What are the legal requirements for email archiving?

The information in this article applies to:

  • GFI MailArchiver for Exchange 2
  • GFI MailArchiver for Exchange 3
  • GFI MailArchiver for Exchange 4
  • GFI MailArchiver for Exchange 5
  • GFI MailArchiver for Exchange 6

Article ID: KBID002205

Query keywords:

Section 802 of the Sarbanes-Oxley Act requires auditors to retain auditing information for a period of 7 years. The information refers to all records relevant to the audit or review; this includes workpapers, memoranda, correspondence, communications, and electronic records (including email). In fact, Section 802 makes it a crime, punishable by up to 10 years in jail, if auditors of public companies fail to maintain such correspondence.

Section 302 of the Sarbanes-Oxley Act requires the CEO and CFO of a public company to personally certify and attest to the accuracy of their company's financial statements contained in periodic reports. Section 404 requires auditors to certify the underlying controls and processes that companies use to reach financial results. Both sections require proof that a company's reported financial information can be relied on - and require companies to invest in procedures that ensure information is recorded and managed in a trustworthy manner, including email. As an organization's dependence on electronic mail continues to grow, the mismanagement of email provides a growing target for litigators and regulators. Companies must ensure that records in digital form are managed with the same care and attention as records in paper form.

Business records must be protected at all times from unauthorized tampering and deletion, more so when a company is involved in audits, investigations, litigation or other formal proceedings. It is therefore of primary importance to copy and archive data before a user has a chance to manipulate it or delete it. Companies must ensure that directors, management and accounting personnel in particular, are informed of their obligation to preserve business records.
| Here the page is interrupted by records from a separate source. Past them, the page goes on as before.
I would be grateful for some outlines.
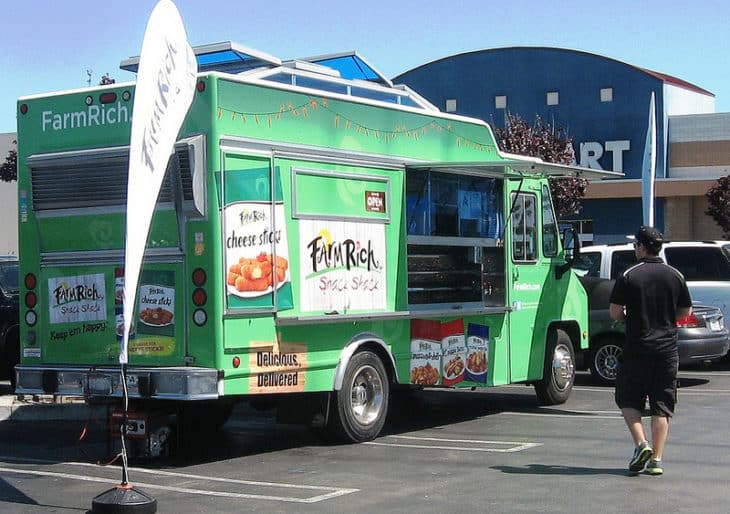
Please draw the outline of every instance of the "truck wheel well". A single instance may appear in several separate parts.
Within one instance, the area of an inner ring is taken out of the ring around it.
[[[393,356],[388,353],[388,351],[383,348],[381,345],[374,341],[367,341],[363,344],[361,344],[355,353],[361,352],[363,350],[369,351],[374,353],[375,355],[380,358],[381,362],[383,363],[383,366],[385,367],[385,372],[388,374],[388,381],[395,385],[396,380],[396,373],[395,369],[393,368]]]
[[[360,337],[351,340],[340,354],[340,362],[337,364],[337,368],[335,369],[335,380],[332,387],[334,391],[340,390],[340,387],[342,386],[342,379],[344,378],[345,371],[347,370],[347,366],[352,357],[356,353],[362,351],[369,351],[375,354],[383,363],[385,372],[388,375],[388,382],[391,385],[397,384],[398,374],[395,369],[395,358],[388,350],[385,341],[375,334],[361,334]]]
[[[549,334],[553,330],[563,330],[566,334],[568,334],[568,337],[570,337],[571,343],[573,343],[573,353],[575,355],[579,355],[582,351],[580,347],[580,341],[581,341],[581,334],[580,334],[580,327],[578,326],[578,323],[574,321],[563,321],[559,323],[551,323],[548,327],[547,333]]]

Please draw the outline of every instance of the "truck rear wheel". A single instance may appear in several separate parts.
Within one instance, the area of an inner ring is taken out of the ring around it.
[[[328,429],[340,440],[359,443],[375,439],[385,425],[390,384],[380,358],[358,352],[345,369],[342,388],[335,402]]]
[[[186,402],[180,408],[180,428],[191,433],[214,432],[231,417],[233,406],[225,398]]]
[[[575,382],[573,343],[564,330],[551,330],[545,345],[542,380],[535,383],[540,405],[565,403]]]

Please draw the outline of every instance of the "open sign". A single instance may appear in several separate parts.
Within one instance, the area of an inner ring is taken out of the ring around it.
[[[365,191],[365,210],[385,213],[385,192]]]

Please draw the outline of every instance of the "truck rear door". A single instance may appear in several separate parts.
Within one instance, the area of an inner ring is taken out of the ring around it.
[[[128,153],[115,147],[27,159],[32,209],[21,224],[38,237],[23,248],[23,270],[37,273],[38,303],[25,364],[118,360]],[[192,174],[182,145],[170,161],[148,238],[131,364],[184,364],[186,202],[192,202]]]

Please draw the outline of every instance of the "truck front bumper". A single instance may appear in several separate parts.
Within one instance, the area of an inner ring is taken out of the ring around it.
[[[15,367],[16,394],[53,394],[121,398],[119,366],[26,366]],[[223,394],[223,373],[196,367],[125,368],[129,398],[165,400],[212,400]]]

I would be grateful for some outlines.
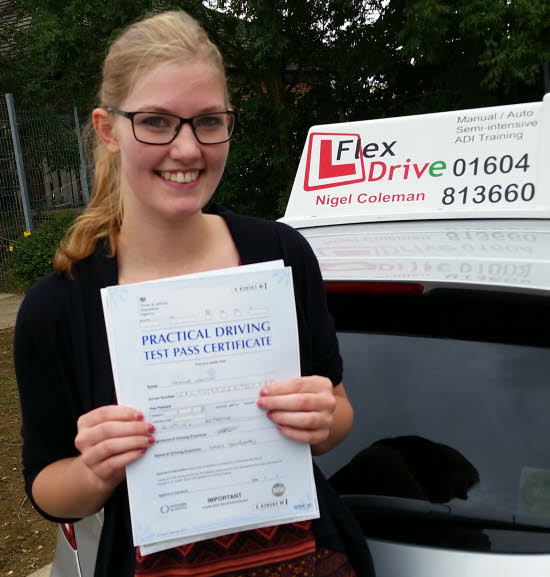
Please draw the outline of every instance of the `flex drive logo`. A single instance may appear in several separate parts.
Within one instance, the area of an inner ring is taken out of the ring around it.
[[[361,143],[359,134],[313,132],[309,136],[305,190],[318,190],[365,180],[363,156],[355,158],[351,147]],[[344,154],[346,152],[346,154]]]
[[[442,176],[443,161],[416,164],[407,158],[395,164],[397,147],[397,140],[364,142],[359,134],[314,132],[309,137],[304,190]]]

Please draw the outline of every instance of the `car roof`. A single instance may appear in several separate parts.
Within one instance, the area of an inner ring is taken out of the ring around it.
[[[550,292],[550,219],[369,222],[300,228],[325,281]]]

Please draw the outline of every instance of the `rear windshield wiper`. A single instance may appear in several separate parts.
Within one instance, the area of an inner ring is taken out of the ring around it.
[[[447,505],[386,495],[340,495],[340,498],[359,516],[375,516],[383,513],[385,516],[464,523],[486,529],[550,533],[550,519],[518,516],[493,509],[483,510],[479,507],[474,509],[469,504],[460,502]]]

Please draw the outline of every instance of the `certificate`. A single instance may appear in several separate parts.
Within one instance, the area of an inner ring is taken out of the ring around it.
[[[308,444],[256,405],[300,375],[281,261],[102,290],[117,399],[155,425],[127,467],[142,554],[319,516]]]

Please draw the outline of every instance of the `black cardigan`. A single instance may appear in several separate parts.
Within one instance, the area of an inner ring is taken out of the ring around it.
[[[282,258],[292,267],[302,374],[327,376],[334,385],[341,382],[334,324],[317,260],[305,239],[281,223],[217,206],[211,212],[227,222],[243,264]],[[52,273],[36,283],[21,304],[15,327],[25,488],[36,509],[52,521],[68,519],[52,517],[37,506],[31,491],[34,479],[50,463],[78,454],[74,446],[78,417],[112,404],[114,398],[100,289],[117,284],[116,258],[107,256],[104,245],[98,246],[74,266],[73,276],[70,280]],[[321,509],[321,519],[313,523],[318,544],[347,552],[358,573],[370,574],[368,551],[353,517],[339,505],[317,469],[315,477]],[[133,576],[126,483],[119,485],[104,511],[95,575]]]

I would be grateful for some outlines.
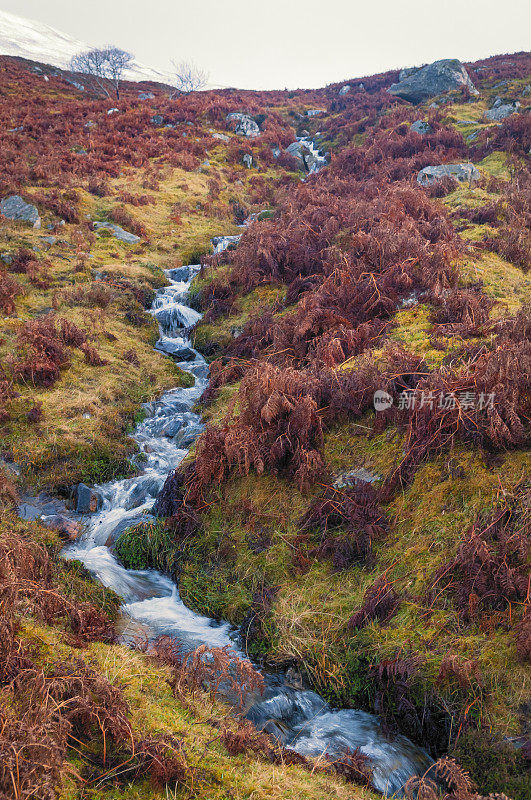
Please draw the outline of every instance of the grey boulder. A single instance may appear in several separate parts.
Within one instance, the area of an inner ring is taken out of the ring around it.
[[[440,181],[441,178],[455,178],[462,181],[477,181],[481,177],[479,170],[473,164],[440,164],[434,167],[424,167],[417,175],[417,183],[429,186],[430,183]]]
[[[497,98],[499,100],[499,98]],[[492,108],[489,108],[488,111],[485,111],[485,119],[489,122],[499,122],[506,117],[510,117],[511,114],[516,114],[518,109],[520,108],[520,103],[494,103]]]
[[[139,92],[138,93],[138,99],[139,100],[153,100],[154,97],[155,97],[155,95],[153,94],[153,92]]]
[[[289,153],[290,156],[296,158],[299,162],[299,166],[301,169],[304,168],[304,154],[302,144],[300,142],[292,142],[286,147],[286,153]]]
[[[381,475],[370,472],[365,467],[358,467],[338,475],[334,481],[334,487],[336,489],[345,489],[346,487],[354,486],[356,483],[376,483],[379,480],[381,480]]]
[[[242,164],[247,169],[251,169],[251,167],[253,166],[253,157],[250,153],[244,153],[242,158]]]
[[[57,531],[63,539],[74,541],[81,535],[81,525],[64,514],[50,514],[49,516],[41,517],[40,521],[45,528]]]
[[[410,127],[412,131],[419,133],[421,136],[431,133],[431,125],[429,125],[427,122],[423,122],[421,119],[416,119],[415,122],[411,123]]]
[[[27,222],[34,228],[41,227],[41,218],[37,206],[26,203],[18,194],[9,195],[9,197],[4,197],[0,201],[0,214],[3,214],[6,219],[12,219],[15,222]]]
[[[136,244],[140,241],[140,236],[136,236],[134,233],[129,233],[129,231],[124,231],[123,228],[121,228],[119,225],[115,225],[114,222],[95,222],[94,227],[98,231],[110,231],[116,239],[119,239],[120,242],[125,242],[126,244]]]
[[[341,87],[341,89],[339,90],[339,94],[340,94],[340,96],[342,97],[343,95],[345,95],[345,94],[348,94],[348,93],[350,92],[350,89],[351,89],[351,86],[350,86],[350,84],[346,83],[346,84],[345,84],[344,86],[342,86],[342,87]]]
[[[151,117],[151,122],[153,125],[160,126],[164,123],[164,117],[162,116],[162,114],[153,114],[153,116]]]
[[[101,508],[101,497],[85,483],[74,489],[74,503],[78,514],[94,514]]]
[[[234,133],[238,133],[240,136],[247,136],[248,139],[253,139],[255,136],[260,135],[260,128],[248,114],[227,114],[226,120],[234,129]]]
[[[445,58],[415,70],[398,83],[393,83],[387,91],[410,103],[423,103],[430,97],[463,86],[468,87],[471,94],[479,94],[461,62],[457,58]]]
[[[421,67],[404,67],[398,73],[398,80],[405,81],[406,78],[409,78],[410,75],[413,75],[414,72],[418,72]]]

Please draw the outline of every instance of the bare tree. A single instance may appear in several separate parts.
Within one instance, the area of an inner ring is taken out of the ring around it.
[[[193,61],[180,61],[179,63],[172,61],[172,64],[176,91],[170,95],[170,99],[175,97],[178,92],[184,92],[185,94],[198,92],[199,89],[204,89],[207,85],[208,72],[196,66]]]
[[[70,62],[70,69],[90,75],[96,91],[105,97],[111,96],[111,91],[120,99],[120,82],[125,70],[133,63],[134,56],[119,47],[108,45],[103,48],[86,50],[78,53]]]
[[[119,47],[107,47],[105,51],[107,75],[113,85],[116,97],[120,99],[120,81],[123,78],[124,72],[134,62],[134,56],[126,50],[120,50]]]
[[[85,50],[82,53],[78,53],[70,61],[70,69],[73,72],[89,75],[96,91],[99,90],[105,97],[111,96],[105,74],[105,53],[103,50]]]

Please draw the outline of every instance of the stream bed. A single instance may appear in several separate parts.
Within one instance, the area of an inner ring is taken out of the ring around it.
[[[236,244],[237,239],[219,237],[214,241],[215,251]],[[200,314],[186,304],[199,269],[199,265],[189,265],[167,270],[169,284],[157,292],[151,310],[160,327],[156,349],[191,373],[195,384],[167,391],[159,400],[144,405],[145,419],[134,433],[142,454],[137,461],[139,474],[95,487],[101,508],[83,517],[83,534],[65,548],[63,555],[81,561],[102,584],[123,598],[124,641],[128,631],[132,634],[140,628],[151,640],[166,634],[186,650],[202,644],[227,645],[244,658],[237,630],[187,608],[177,585],[165,575],[153,570],[127,570],[112,552],[113,543],[124,530],[153,519],[151,510],[166,477],[203,429],[201,417],[192,409],[208,385],[209,368],[187,335]],[[334,758],[359,748],[370,759],[374,788],[387,796],[402,794],[406,781],[424,774],[432,763],[428,754],[406,737],[386,736],[378,717],[364,711],[334,709],[315,692],[289,685],[284,675],[261,672],[265,690],[253,698],[247,717],[298,753],[326,753]]]

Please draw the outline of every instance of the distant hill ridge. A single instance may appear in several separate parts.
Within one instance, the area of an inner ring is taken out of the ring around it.
[[[44,22],[0,11],[0,55],[18,56],[68,69],[72,56],[93,46]],[[130,81],[173,83],[169,73],[138,63],[126,71],[125,78]]]

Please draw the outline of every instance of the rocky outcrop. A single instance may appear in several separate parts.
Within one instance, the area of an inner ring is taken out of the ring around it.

Therefore, you are legally required to ensure that you archive a copy of all your email communications (particularly those of departments dealing with accounting, auditing, orders and so on), including both internal and external mail for a period of up to 7 years.

For more information about the Sarbanes-Oxley Act please see http://www.sarbanes-oxley.com/ and http://cpcaf.aicpa.org/Resources/Sarbanes+Oxley/. See also 'What is the Sarbanes-Oxley Act?' at KBID002204.


Note:

The Sarabanes-Oxly Act affects only certain countries. You may want to check the legal requirements for email archiving for the country from where you operate, which may be different from what is explained above.